Corporate South Africa mostly takes its social responsibilities seriously. That’s maybe because its sector is besieged by nostalgic communists from within government and on the streets by wilfully ignorant radicals.
There’s Woolworths with proclamations of commitment to social transformation and pious promises of ethically driven behaviour. There’s furniture retailer Joshua Doore, which for more than 30 years has urged us to remember: “You have an uncle in the furniture business.”
But Big Business is not all rosy cheeks and avuncular men. For many that’s merely a mask, which periodically slips to reveal a countenance puckered in greed. That’s particularly true during an economic downturn, when profit margins are slipping and shareholders are grumbling.
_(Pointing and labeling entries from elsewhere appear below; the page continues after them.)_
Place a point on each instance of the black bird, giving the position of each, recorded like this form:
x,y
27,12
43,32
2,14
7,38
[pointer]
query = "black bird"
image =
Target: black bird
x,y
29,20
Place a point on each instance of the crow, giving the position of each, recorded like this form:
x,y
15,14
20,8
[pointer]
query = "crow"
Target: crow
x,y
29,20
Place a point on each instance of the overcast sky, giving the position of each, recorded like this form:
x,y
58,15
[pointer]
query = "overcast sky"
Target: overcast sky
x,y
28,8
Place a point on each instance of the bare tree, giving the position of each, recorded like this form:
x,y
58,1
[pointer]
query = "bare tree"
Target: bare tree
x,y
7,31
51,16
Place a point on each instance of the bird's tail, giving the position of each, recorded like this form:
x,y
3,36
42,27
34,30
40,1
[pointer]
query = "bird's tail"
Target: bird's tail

This week we got a couple of glimpses of the ugly face of SA business. The one was inadvertent — misbehaviour exposed Facebook. The other was triggered by hubris — cellphone giants so eager to stifle competition that they were blissfully unaware of the brand damage they were doing themselves.
Let’s start with the brazenly greedy. Vodacom and MTN are appearing before a parliamentary committee, calling for the regulation of so-called over-the-top (OTT) services such as WhatsApp and Skype, which are essentially free and are therefore eroding the local cartel’s generous margins.
Generous margins they are, too, since SA cellphone and data charges are among the highest in the world. Last year MTN’s revenue was R146 billion, delivering earnings of R65 bn, while Vodacom’s were R75 billion and R27 billion respectively.
What makes their pleas for protection hypocritical is that their own SMS services, upon which particularly the poor are dependent, are both expensive and inefficient. And, of course, long forgotten are their hand-on-heart promises, dating back to the 1990s when they were applying for their telecom licences, to roll out high-speed, cheap networks to rural SA.
The other miscreant is the Lewis Group, a furniture and electrical goods retailer targeting the black market with easy credit and eye-watering mark-ups. It ran into unexpected flak when it sold a washing machine on credit to the gardener of businessman Onne Vegter.
What the gardener — “a very humble, timid man in his 60s, with limited literacy” — did not comprehend until Vegter pointed it out, was that the cost of the R5 999 appliance would over the three-year repayment period amount to R18 555. This exorbitant price of a machine that was already over-priced, was achieved by capitalising to the ticket price various dubious insurances, extended warranties and compulsory delivery charges, and finally revving up their returns by charging 23% compound interest.
When Vegter approached Lewis on behalf of his gardener, they made the mistake of not simply cancelling the contract. Instead, they launched into screeds of sanctimonious explanations as to why this is actually all above board and perfectly acceptable.
Vegter claims theythreatened him with “consequences” for his “defamatory” suggestion that Lewis’ practices might be a contravention to the National Credit Regulator’s stipulations on reckless lending. It’s a threat that draws a chuckle from Dave Woollam, a director of Summit Financial Services and a consumer activist — he was one of those who drove the recent successful class action on illegal garnishee orders — whose particular bugbear is the exploitation of financially illiterate consumers.
Woollam has also earned the ire of the Lewis Group before. A year ago his damning investigation into their selling techniques led to Lewis last year having to refund R67.1 million to pensioners and self-employed customers for “mistakenly” selling them unemployment insurance. They were also slapped with a R10 million fine.
Woollam says such “excessive selling” is par for the course among retailers that target the less affluent. “But Lewis is the worst of the worst and has a particularly deceptive way of operating … they are exploitative, immoral and unethical.”
The problem is that many of the corporate giants don’t appreciate that legality and morality are not the same.
Vodacom and MTN are trying to seize the moral high ground over OTTs by arguing that unlike them, Skype and WhatsApp don’t pay taxes here. Retail gougers like Lewis argue that everything they do is absolutely legal.
However, most ordinary people can see through this corporate sophistry. They instinctually know that something can be legal but wrong, hence the anger on social media. These ducking and diving captains of commerce would be foolish to ignore it.